Factor 4 retained only basal plasma Thr. Threonine intake tended to share variance between the factors growth and plasma Thr, but it was rather correlated with growth than with basal plasma Thr. When critical changes in a certain AA occur, changes in the protein turnover can be observed (Swick, 1958). Such changes can result in modification (or imbalance) of the basal concentration of AA, which can ultimately lead to changes in FI (Yoshida et al., 1966; Benevenga et al., 1968). Thr factor 4, plasma Thr, presents only weak evidence that Thr intake was affecting basal plasma Thr concentrations, but it was clear that basal plasma Thr had no effect on the factor feeding behavior. Therefore, the results presented in this section do not offer a strong base to support the AA imbalance precept (Yoshida et al., 1966; Benevenga et al., 1968) in the growing phase.
Finishing Phase
During the finishing phase, the variables studied using the exploratory factor analysis accounted for 83% of the total variability observed in the data. Factor 1 accounted for most (26%) of the variance observed in the data. This factor was named feeding behavior for retaining the variables FI per meal and time interval per meal, both with high positive loadings (>0.90) and the number of meals with high negative loading (−0.92). The polarity in the number of meals shows that changes in this variable occur at the expense of changes in FI per meal and the duration of the meal. Factor 2 was named Thr once this factor retained all the variables associated with the manipulation of this AA in the diet. The bipolarity of the factor showed that Thr intake followed an opposite direction to plasma Thr levels and Thr efficiency of utilization. This is consistent with the findings of other studies (Yoshida et al., 1966; Benevenga et al., 1968) that showed that an AA imbalance due to the restriction of one AA in the diet resulted in increased incorporation of the limiting AA into proteins. Therefore, an increase in Thr efficiency of utilization might be the result of higher incorporation of this AA in protein. The same authors (Yoshida et al., 1966; Benevenga et al., 1968) observed that AA restriction increases the incorporation of the limiting AA in the liver, contributing further to the drop in its concentration in plasma.

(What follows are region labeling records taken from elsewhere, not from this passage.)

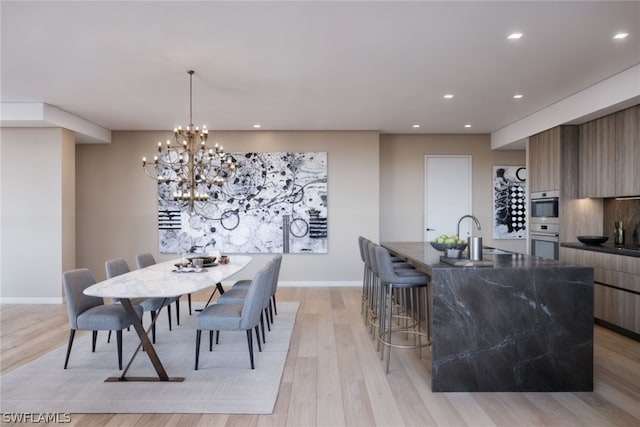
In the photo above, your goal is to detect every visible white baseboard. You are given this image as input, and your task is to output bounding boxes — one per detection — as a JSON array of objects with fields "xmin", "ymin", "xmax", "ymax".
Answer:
[
  {"xmin": 278, "ymin": 280, "xmax": 362, "ymax": 288},
  {"xmin": 0, "ymin": 297, "xmax": 64, "ymax": 304},
  {"xmin": 0, "ymin": 280, "xmax": 362, "ymax": 304}
]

Factor 3 was named LD once this variable presented the highest loading of this factor (0.86). In this factor following the same direction in the vector than LD, with high positive loadings (>0.7) were retained average BW and Lys intake. The increase in Lys intake might be due to a possible higher ADG of the pigs with higher average BW. The model proposed by Hauschild et al. (2012) and used to estimate AA requirements in this trial assumes that pigs with higher ADG require a greater amount of Lys for PD. This probably contributed to heavier pigs receiving greater amounts of Lys. Additionally, during the finishing phase, which is normally after pigs attained maximal PD, a lower rate of PD relative to LD is normally assumed for late finishing pigs (van Milgen and Noblet, 2003) which is consistent with what was observed in this trial. Interestingly, LD was not associated with PD in the finishing phase. Factor 4 was named PD after the variable PD, which presented the highest loading (0.93). In the same factor, the variable feed efficiency was shown to follow the same direction as PD within this factor.

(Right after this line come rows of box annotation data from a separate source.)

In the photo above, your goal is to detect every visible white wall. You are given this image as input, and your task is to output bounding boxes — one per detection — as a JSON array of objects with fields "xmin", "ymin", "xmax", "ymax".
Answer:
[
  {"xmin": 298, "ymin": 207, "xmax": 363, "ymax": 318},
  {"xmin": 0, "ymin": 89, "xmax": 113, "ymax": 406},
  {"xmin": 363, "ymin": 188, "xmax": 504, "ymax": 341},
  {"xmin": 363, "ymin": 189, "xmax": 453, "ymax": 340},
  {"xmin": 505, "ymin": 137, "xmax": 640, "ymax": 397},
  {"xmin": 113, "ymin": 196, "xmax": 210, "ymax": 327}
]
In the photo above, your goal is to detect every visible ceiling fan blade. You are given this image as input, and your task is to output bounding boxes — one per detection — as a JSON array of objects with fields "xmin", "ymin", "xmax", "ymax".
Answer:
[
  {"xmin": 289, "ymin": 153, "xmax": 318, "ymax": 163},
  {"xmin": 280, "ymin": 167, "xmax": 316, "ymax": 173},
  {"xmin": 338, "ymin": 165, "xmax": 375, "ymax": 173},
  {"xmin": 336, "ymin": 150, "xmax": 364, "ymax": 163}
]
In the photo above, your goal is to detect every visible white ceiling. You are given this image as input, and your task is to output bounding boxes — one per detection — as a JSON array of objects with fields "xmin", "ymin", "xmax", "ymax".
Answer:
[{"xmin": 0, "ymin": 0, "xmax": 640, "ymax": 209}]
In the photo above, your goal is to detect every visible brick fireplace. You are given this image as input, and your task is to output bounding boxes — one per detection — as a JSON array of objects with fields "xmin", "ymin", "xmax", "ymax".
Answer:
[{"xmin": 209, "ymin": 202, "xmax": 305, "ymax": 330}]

Factor 5 was named FI rate due to the negative high loading of this variable (−0.82). Following an opposite direction in the factor, with a positive loading (0.6), was plasma urea concentration. Basal plasma urea is well controlled, but it is affected by prolonged fasting (Veum et al., 1970) and, in this study, was not associated with crude protein intake (data not shown). A first assumption would be that pigs that go for long periods without feed present a plasma urea drop, and they will eat faster when they present themselves to the feeder once they are hungry. However, FI rate seems to be a stable characteristic of the individual over growth, and it might be due to genetics or early life experiences (Whishaw et al., 1992). Feed intake rate was independent of meal size, which is consistent with the literature (Nielsen et al., 1996). It is possible that pigs have preferences for certain feeds (Nielsen, 1999) or, in the case of this study, a certain feed mixture, which stimulates them to eat faster. In our opinion, for the specifics of this study, it is possible that an early life experience was responsible for the increase in FI rate, while the genetic background may be responsible for lower circulating levels of plasma urea (Table 3).
Table 3.
Exploratory factor analysis (varimax rotation) with correlation coefficients for growth performance, feeding behavior, and plasma response of finishing pigsa
Variable | Factor 1: feeding behavior | Factor 2: plasma Thr | Factor 3: LD |
Factor 4: PD |
Factor 5: FI rate |
Communality |
---|---|---|---|---|---|---|
Average BW | 0.10 | −0.08 | 0.70 | −0.36 | 0.04 | 0.63 |
PD, g/d | 0.11 | −0.16 | −0.07 | 0.93 | −0.14 | 0.94 |
LD, g/d | −0.04 | 0.01 | 0.86 | −0.16 | 0.25 | 0.83 |
G:F efficiency | −0.18 | 0.11 | −0.13 | 0.85 | 0.14 | 0.81 |
Lysine intake | −0.02 | −0.45 | 0.74 | 0.20 | −0.18 | 0.82 |
Threonine intake | −0.02 | −0.85 | 0.38 | 0.14 | −0.12 | 0.90 |
Threonine efficiency of utilization | 0.05 | 0.73 | −0.28 | 0.54 | 0.06 | 0.91 |
FI rate | 0.11 | −0.14 | 0.04 | 0.00 | −0.82 | 0.70 |
FI per meal | 0.96 | −0.08 | 0.19 | 0.00 | −0.05 | 0.97 |
Number of meals | −0.92 | −0.05 | 0.12 | 0.01 | 0.11 | 0.88 |
Time interval between meals | 0.94 | −0.01 | −0.13 | −0.08 | −0.07 | 0.92 |
Plasma threonine | 0.07 | −0.88 | −0.12 | 0.02 | 0.16 | 0.81 |
Plasma urea | 0.12 | −0.32 | 0.26 | 0.02 | 0.60 | 0.54 |
Varianceb | 3.62 | 2.39 | 2.19 | 2.11 | 1.27 | 11.58 |
Proportionc | 0.26 | 0.17 | 0.16 | 0.15 | 0.09 | 0.83 |
FI, feed intake; PD, protein deposition; LD, lipid deposition.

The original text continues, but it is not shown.